An
18-year old boy, who was seventeen at the time he kidnapped, methodically
killed and dismembered a 10-year old girl that he grabbed on the way to school,
was sentenced to life in prison.
Prosecutors and a psychologist described him as sadistic.
His
lawyers described him as “still a child himself” and stated that he might have
had trauma before and during birth, had anxiety, a learning disability and an
emotionally distant mother. As far as defenses go, that’s pretty weak. Against the kidnapping, killing and
dismembering of a ten year-old girl by a 17 year-old, the defense comes back
with emotionally distant mother? If that’s
all they’ve got to use, or all they could come up with after actual legal
thought and strategy, then their client really must have been psychotically
evil, because that’s a pitiful defense.
And it didn’t work. As reported by the Houston Chronicle (via theAP): Judge Stephen
Munsinger rejected that image and the defense argument that Sigg should be
eligible for parole in 40 years. He instead ordered the teen to serve a life
sentence for killing Jessica
Ridgeway plus 86 years for other offenses, including sexually assaulting
her and trying to attack a jogger a few months before. The sentence ensured
Sigg will never be released.
Jessica's
disappearance last fall put the Denver suburbs on edge as police, aided by an
army of volunteers, searched for her and then her killer. While people now know
how Jessica was killed, Munsinger said they might never know why.
"Evil
is apparently real," he said. "It was present in our community on
Oct. 5, 2012. Its name was Austin Sigg."
The
defendant didn’t testify during the sentencing.

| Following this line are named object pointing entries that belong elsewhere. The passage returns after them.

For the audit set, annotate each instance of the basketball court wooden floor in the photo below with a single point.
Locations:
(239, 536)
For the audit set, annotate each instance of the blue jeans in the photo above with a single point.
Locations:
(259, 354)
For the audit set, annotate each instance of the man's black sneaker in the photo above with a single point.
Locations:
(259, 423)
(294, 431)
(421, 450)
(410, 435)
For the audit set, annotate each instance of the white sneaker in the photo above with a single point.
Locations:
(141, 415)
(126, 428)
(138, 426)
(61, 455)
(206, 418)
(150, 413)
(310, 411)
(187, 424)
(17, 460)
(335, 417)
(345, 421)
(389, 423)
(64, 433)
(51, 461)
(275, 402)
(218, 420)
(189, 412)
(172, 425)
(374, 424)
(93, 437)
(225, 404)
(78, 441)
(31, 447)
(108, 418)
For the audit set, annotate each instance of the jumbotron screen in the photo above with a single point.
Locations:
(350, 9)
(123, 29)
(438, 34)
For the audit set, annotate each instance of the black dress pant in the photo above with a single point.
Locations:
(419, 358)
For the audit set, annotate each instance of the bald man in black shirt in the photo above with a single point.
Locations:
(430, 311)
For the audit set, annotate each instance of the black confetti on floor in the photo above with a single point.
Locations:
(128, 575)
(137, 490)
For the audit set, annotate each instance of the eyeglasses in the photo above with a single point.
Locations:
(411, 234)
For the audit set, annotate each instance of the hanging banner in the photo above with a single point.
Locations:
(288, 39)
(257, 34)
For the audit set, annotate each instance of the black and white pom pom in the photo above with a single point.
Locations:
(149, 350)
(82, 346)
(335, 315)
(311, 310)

The prosecution did address the defense’s testimony that the teenager’s
mother huffed glue while pregnant and that he’d gotten counseling when 12 years
old, in the most straightforward manner: "Even if true, whatever forces have made Austin Sigg who he is, he
is broken," Sargent said. "The only way to protect the community from
him is to keep him confined forever."
And therein lies the problem with
most defendants’ strategy during the punishment phase of heinous crimes, be
they capital crimes (death sentence) or serious non capital. Many, many defendants try to get leniency by
stating how messed up their childhoods were, so much so that they didn’t learn
right from wrong and were so messed up by abuse or their parents’ drug use that
they are depraved. It usually doesn’t
make the judge or jury feel sorry for them – or at least not as sorry for them
as for the victim of their crimes – and does seriously make the jury or judge
lock the person up. If the defendant is
so messed up that he is completely depraved, telling why it happened doesn’t
change the fact that the defense attorney has just spent hours or days telling
the judge that his client is depraved (no matter what the cause) and the judge
or jury surely doesn’t want that person on the streets again.